🧠 LocalHost-AI

Fully Offline On-Device LLM Desktop Application

The cloud is optional. Intelligence is not.

LocalHost-AI is a privacy-first, fully offline AI assistant powered by llama.cpp and built with a premium React + Electron desktop frontend. Everything runs locally on your machine — no cloud, no API keys, no internet dependency.

🔥 Why This Project?

Most AI assistants depend on cloud APIs, which introduces critical problems:

Problem	LocalHost-AI Solution
❌ Internet Required	✅ Runs 100% offline on `127.0.0.1`
❌ Privacy Risks	✅ Data never leaves your hardware
❌ API Costs	✅ Free forever — you own the model
❌ Vendor Lock-in	✅ Full sovereignty over your AI

🏗 Architecture

┌──────────────────────────────┐
│   React + Electron Desktop   │
│   (Tailwind CSS v4 + Framer) │
└──────────┬───────────────────┘
           │ HTTP POST (localhost)
           ▼
┌──────────────────────────────┐
│     llama.cpp Server         │
│     127.0.0.1:8080           │
└──────────┬───────────────────┘
           │
           ▼
┌──────────────────────────────┐
│  Meta-Llama-3-8B-Instruct    │
│  (GGUF Q4_K_M · ~4.7 GB)    │
└──────────────────────────────┘
         CPU / GPU

⚙ Tech Stack

Layer	Technology
Frontend	React 19 · TypeScript · Tailwind CSS v4
Desktop Shell	Electron 42 · Vite 8
Animations	Framer Motion · Custom Typewriter Effect
Inference Engine	llama.cpp (local HTTP server)
Model	Meta-Llama-3-8B-Instruct (GGUF Q4_K_M)
Storage	Browser localStorage (persistent memory)
Communication	HTTP on `127.0.0.1:8080` — zero external calls

✨ Features

🎯 Three Inference Modes

⚡ Quick — Fast, concise answers (512 tokens, temp 0.7)
🧠 Reasoning — Step-by-step logical analysis (1024 tokens, temp 0.5)
✍️ Writing — Long-form, structured Markdown output (2048 tokens, temp 0.7)

💬 Smart Chat Experience

Typewriter Animation — Responses type out naturally with a blinking cursor (click to skip)
Streaming & Instant Modes — Toggle real-time token streaming or full-response delivery
Markdown & Code Highlighting — Beautiful rendering with Prism OneDark theme
Copy Button — One-click copy on any assistant message

🧠 Context Memory

Persistent Memory — Remembers conversation context across sessions via localStorage
Smart Truncation — Long responses are summarized before storing to save context tokens
Anti-Repetition — Llama-3 chat template with explicit deduplication rules
Toggle On/Off — Enable or disable memory on the fly

📤 Export & Controls

Chat Export — Download any session as a formatted Markdown (.md) file
New Session — Clear chat and start fresh instantly
Clear Memory — Wipe all stored context with one click
Real-time Metrics — Live latency (ms), character count, and token budget display

🔐 Privacy First

Zero telemetry — no analytics, no tracking
Zero external API calls — all traffic stays on 127.0.0.1
Zero cloud dependency — runs in airplane mode

🖥 Getting Started

Prerequisites

Node.js v18+ (for the frontend)
llama.cpp compiled with llama-server (build instructions)
GGUF model file (e.g., Meta-Llama-3-8B-Instruct-Q4_K_M.gguf)

1. Start the LLM Server

cd C:\testLlama\llama.cpp

build\bin\Release\llama-server.exe ^
  -m models\Meta-Llama-3-8B-Instruct-Q4_K_M.gguf ^
  -ngl 0 ^
  -t 8 ^
  -c 4096 ^
  --host 127.0.0.1 ^
  --port 8080

Note: -ngl 0 runs on CPU only.

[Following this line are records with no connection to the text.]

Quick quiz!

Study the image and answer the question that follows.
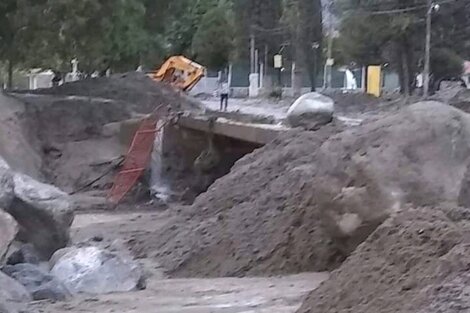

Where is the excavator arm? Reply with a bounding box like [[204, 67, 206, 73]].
[[150, 56, 206, 91]]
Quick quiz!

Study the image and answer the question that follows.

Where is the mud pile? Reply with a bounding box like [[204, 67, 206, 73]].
[[298, 207, 470, 313], [5, 73, 200, 195], [145, 102, 470, 276]]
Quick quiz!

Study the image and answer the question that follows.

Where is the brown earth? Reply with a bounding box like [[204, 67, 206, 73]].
[[298, 207, 470, 313], [134, 102, 470, 277], [0, 73, 201, 195], [27, 72, 201, 113], [28, 210, 328, 313]]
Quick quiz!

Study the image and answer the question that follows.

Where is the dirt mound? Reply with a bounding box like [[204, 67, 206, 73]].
[[25, 72, 201, 113], [298, 208, 470, 313], [144, 102, 470, 276], [447, 88, 470, 113], [5, 73, 200, 194]]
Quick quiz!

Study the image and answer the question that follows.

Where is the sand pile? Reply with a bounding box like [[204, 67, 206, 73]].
[[298, 208, 470, 313], [144, 102, 470, 276]]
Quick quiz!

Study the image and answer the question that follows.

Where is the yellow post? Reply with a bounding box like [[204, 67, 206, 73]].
[[367, 65, 382, 97]]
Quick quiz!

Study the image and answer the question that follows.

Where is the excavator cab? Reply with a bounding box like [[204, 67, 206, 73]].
[[150, 56, 206, 91]]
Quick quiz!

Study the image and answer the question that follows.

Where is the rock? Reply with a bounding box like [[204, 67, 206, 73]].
[[51, 247, 143, 294], [0, 209, 18, 263], [49, 247, 74, 268], [2, 264, 70, 301], [7, 243, 41, 265], [0, 271, 31, 303], [0, 157, 14, 209], [8, 173, 74, 260], [287, 92, 335, 130]]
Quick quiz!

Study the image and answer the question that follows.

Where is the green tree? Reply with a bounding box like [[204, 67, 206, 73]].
[[192, 3, 233, 69], [283, 0, 323, 90]]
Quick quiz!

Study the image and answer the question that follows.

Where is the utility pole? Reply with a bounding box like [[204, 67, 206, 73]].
[[323, 1, 334, 89], [423, 0, 434, 98], [250, 31, 256, 74]]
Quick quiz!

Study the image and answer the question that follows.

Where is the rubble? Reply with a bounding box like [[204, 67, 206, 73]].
[[7, 173, 74, 259], [2, 263, 71, 301], [297, 207, 470, 313], [150, 102, 470, 277]]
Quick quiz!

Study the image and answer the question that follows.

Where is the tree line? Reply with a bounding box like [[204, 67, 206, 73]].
[[335, 0, 470, 94], [0, 0, 470, 93], [0, 0, 322, 88]]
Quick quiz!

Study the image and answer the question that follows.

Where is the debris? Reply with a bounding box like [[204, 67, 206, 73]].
[[153, 102, 470, 277], [298, 207, 470, 313], [2, 263, 71, 301]]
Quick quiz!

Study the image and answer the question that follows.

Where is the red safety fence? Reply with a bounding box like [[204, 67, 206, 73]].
[[108, 114, 163, 204]]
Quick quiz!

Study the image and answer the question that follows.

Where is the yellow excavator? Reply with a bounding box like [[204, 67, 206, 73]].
[[150, 55, 206, 91]]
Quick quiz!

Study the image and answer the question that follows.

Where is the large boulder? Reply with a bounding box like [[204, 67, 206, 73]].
[[7, 173, 74, 259], [287, 92, 335, 130], [0, 209, 18, 263], [51, 247, 143, 294], [2, 264, 71, 301]]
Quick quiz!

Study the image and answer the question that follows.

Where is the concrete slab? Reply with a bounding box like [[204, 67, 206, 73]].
[[178, 116, 289, 144]]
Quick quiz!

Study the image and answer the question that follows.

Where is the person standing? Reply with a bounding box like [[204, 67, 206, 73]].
[[220, 82, 230, 111]]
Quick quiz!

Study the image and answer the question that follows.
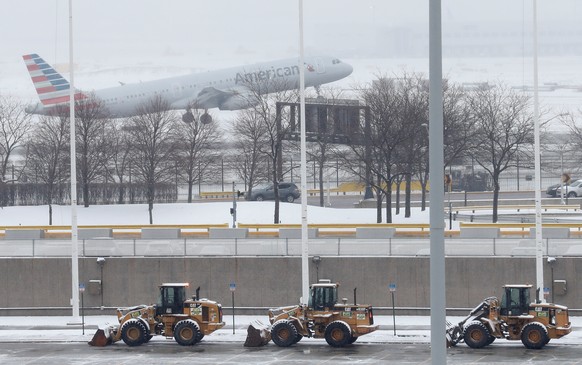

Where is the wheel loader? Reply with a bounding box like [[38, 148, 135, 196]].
[[89, 283, 224, 346], [245, 280, 378, 347], [447, 285, 572, 349]]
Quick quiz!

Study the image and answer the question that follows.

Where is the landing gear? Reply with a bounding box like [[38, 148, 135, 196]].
[[182, 109, 212, 124], [200, 110, 212, 124], [182, 110, 194, 124]]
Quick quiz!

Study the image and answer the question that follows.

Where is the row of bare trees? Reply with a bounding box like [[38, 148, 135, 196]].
[[0, 97, 221, 223], [0, 68, 582, 223]]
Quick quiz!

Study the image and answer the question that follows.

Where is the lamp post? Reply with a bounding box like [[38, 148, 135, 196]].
[[97, 257, 105, 310]]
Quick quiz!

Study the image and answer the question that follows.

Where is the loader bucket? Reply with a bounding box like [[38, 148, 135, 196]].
[[244, 321, 271, 347]]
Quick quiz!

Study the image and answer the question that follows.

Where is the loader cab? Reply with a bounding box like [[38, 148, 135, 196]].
[[308, 280, 338, 311], [156, 283, 189, 315], [499, 285, 532, 316]]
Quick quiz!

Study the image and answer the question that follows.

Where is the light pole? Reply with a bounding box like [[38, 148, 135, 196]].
[[69, 0, 79, 322], [97, 257, 105, 310], [428, 0, 447, 365]]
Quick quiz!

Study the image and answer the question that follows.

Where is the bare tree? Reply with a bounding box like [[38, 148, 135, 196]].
[[174, 109, 222, 203], [126, 96, 178, 224], [232, 109, 269, 199], [26, 108, 70, 225], [236, 78, 297, 223], [306, 88, 352, 207], [107, 121, 133, 204], [0, 95, 32, 182], [75, 95, 113, 208], [468, 86, 534, 222], [352, 74, 418, 223]]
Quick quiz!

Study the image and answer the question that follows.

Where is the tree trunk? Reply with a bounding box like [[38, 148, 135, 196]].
[[83, 181, 89, 208], [386, 187, 392, 223], [376, 189, 384, 223], [273, 167, 281, 224], [395, 177, 402, 215], [492, 174, 499, 223]]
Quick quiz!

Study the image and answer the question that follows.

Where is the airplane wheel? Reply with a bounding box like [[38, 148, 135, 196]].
[[200, 113, 212, 124]]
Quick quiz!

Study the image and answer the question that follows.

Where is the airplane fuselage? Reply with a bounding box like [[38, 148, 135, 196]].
[[27, 57, 352, 117]]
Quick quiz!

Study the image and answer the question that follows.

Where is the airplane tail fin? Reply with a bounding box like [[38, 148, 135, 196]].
[[22, 53, 86, 107]]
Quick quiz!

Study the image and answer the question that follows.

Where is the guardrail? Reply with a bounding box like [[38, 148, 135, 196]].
[[238, 223, 430, 237], [453, 204, 581, 214], [0, 237, 582, 257], [0, 223, 229, 238], [0, 222, 582, 239]]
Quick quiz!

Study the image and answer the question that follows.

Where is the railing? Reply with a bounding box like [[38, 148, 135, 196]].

Set -ngl 99 to offload layers to GPU if available.

2. Launch the Desktop App

cd desktop_llm_chat

# Install dependencies (first time only)
npm install

# Start the dev server + Electron window
npm run dev

The app connects automatically to http://127.0.0.1:8080/completion.

3. Build Portable Executable (Optional)

npm run dist

Produces a standalone .exe in dist-electron/ — no Node.js or terminal needed to run!

📂 Project Structure

Kill_the_cloud/
├── .gitignore
├── README.md                          # This file
└── desktop_llm_chat/                  # Electron + React application
    ├── main.cjs                       # Electron main process
    ├── index.html                     # Entry HTML
    ├── package.json                   # Dependencies & build config
    ├── vite.config.ts                 # Vite + Tailwind v4 config
    ├── src/
    │   ├── main.tsx                   # React entry point
    │   ├── App.tsx                    # Main chat UI & logic
    │   ├── config.tsx                 # Inference modes & Llama-3 prompt builder
    │   ├── memory.ts                  # localStorage persistence service
    │   ├── TypewriterContent.tsx      # Typewriter animation component
    │   └── index.css                  # Tailwind v4 theme tokens
    └── public/                        # Static assets

🧠 Model Information

Property	Value
Model	Meta-Llama-3-8B-Instruct
Quantization	Q4_K_M (~4.7 GB)
Format	GGUF
Context Window	4096 tokens
Prompt Format	Llama-3 native chat template

Warning

Model files are not included in this repository due to size. Download the weights from HuggingFace and place them in your llama.cpp models/ directory.

📌 Use Cases

🏔 Low-connectivity environments — Work anywhere, no internet needed
🔒 Privacy-critical systems — Legal, medical, or personal journaling
🏢 On-device enterprise AI — Secure internal knowledge without cloud exposure
⚡ Edge AI deployments — Lightweight hardware implementations

🚀 Future Improvements

File upload & RAG (Retrieval-Augmented Generation) support
In-app Model Selector UI
Multi-session chat history with tabs
Voice-to-Text and Text-to-Voice integration
Custom temperature/top-p sliders in settings
GPU auto-detection and layer offloading

🏆 Hackathon Submission

Challenge: DeepSeek vs. Llama — "Kill The Cloud" Challenge

Theme: Deploying powerful AI systems without relying on centralized cloud infrastructure.

Author: Yash Marathe

LocalHost-AI demonstrates that advanced AI assistants can operate securely, privately, and efficiently — entirely offline.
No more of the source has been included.